Economists are expecting a similar story in Friday’s jobs report. The consensus is that hourly earnings rose in March at a 4.3% annual rate, which would be a bit less than in February and well below last year’s peak of near 6%.

In general, this slowdown in pay gains is something the Federal Reserve will welcome in its efforts to tamp down price inflation. But rising wages are the very thing helping workers keep up with rising prices. 

What level of wage growth does the Fed want right now? 

The goal for price inflation is around 2%. The standard formula for target wage growth, said Elise Gould at the Economic Policy Institute, is that you add “long-term productivity growth — that’s about 1.5%,” she said. “So anything in the 3.5 range is certainly not going to be driving inflation.”

Some workers have been getting much bigger raises recently. Gould’s been crunching the numbers for the lowest-paid 10% of workers, many of whom are service workers who’ve been in high demand for the past couple of years.

“Those lower-wage workers saw faster wage growth, about 9% between 2019 and 2022 — much faster than at the middle of the wage distribution,” she said.

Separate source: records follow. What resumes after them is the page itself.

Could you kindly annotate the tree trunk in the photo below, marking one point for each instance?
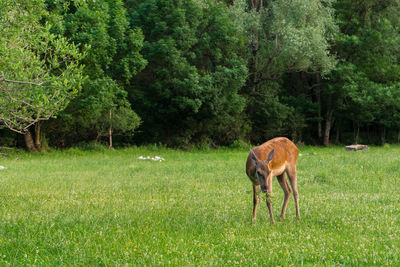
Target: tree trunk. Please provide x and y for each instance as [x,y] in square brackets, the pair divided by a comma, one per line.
[398,136]
[328,121]
[383,135]
[38,143]
[30,145]
[337,139]
[357,134]
[318,96]
[328,124]
[110,132]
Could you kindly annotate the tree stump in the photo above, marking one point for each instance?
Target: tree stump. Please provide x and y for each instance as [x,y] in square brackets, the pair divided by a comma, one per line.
[357,147]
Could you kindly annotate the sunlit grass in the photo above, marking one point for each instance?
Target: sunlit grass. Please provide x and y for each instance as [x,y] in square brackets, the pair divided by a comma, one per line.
[108,208]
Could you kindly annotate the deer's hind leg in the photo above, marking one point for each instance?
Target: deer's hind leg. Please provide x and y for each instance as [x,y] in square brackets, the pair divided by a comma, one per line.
[286,190]
[292,173]
[256,200]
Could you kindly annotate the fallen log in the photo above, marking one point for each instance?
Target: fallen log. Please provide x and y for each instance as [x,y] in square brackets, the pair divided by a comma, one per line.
[357,147]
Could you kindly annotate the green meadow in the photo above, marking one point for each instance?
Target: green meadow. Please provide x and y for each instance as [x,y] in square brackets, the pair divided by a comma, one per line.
[108,208]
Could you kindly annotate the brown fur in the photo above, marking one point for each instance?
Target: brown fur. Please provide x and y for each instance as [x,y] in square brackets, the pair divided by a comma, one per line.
[283,162]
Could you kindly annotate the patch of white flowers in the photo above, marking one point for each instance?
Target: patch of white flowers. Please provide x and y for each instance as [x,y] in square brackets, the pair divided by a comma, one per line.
[156,158]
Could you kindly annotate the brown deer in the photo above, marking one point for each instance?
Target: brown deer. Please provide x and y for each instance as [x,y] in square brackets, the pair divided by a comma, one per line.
[273,158]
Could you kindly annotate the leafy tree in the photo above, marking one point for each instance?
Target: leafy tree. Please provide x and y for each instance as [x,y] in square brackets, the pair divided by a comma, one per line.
[196,70]
[112,46]
[282,37]
[39,71]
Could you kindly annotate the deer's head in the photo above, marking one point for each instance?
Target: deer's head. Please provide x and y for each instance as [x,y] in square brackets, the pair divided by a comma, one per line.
[263,169]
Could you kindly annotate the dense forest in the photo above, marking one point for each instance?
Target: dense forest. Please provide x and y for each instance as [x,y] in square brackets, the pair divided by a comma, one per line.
[186,73]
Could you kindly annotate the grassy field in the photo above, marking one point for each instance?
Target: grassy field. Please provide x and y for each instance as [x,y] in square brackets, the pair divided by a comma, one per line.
[109,208]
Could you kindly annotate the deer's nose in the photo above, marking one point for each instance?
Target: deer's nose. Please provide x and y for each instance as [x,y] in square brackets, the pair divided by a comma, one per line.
[264,189]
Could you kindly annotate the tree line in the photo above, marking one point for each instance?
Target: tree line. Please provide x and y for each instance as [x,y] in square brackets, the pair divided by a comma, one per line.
[198,72]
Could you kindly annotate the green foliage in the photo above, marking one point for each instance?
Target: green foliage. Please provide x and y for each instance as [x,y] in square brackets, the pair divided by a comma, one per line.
[39,71]
[102,30]
[196,70]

As wage growth slows, it’s likely to hit workers up and down the income ladder. But even many workers who get raises are likely to lose ground as the economy slows. 

“People are working less overtime, working fewer shifts per week,” said Dave Gilbertson at payroll processor UKG (a Marketplace underwriter), who tracks how many hourly workers punch in and for how long.

Employers are facing slackening demand, higher interest rates and economic uncertainty, Gilbertson added.

“Companies are broadly trying to manage their labor spend, recognizing that there have been elevated wages over the last couple years now,” he said. “One way to manage is to allow fewer hours for workers. Over a couple of months, I think employees are going to be in a tighter spot financially.”

Less money in people’s paychecks will tend to help the Fed fight inflation — hopefully without making consumers pull back so much it tips the economy into recession.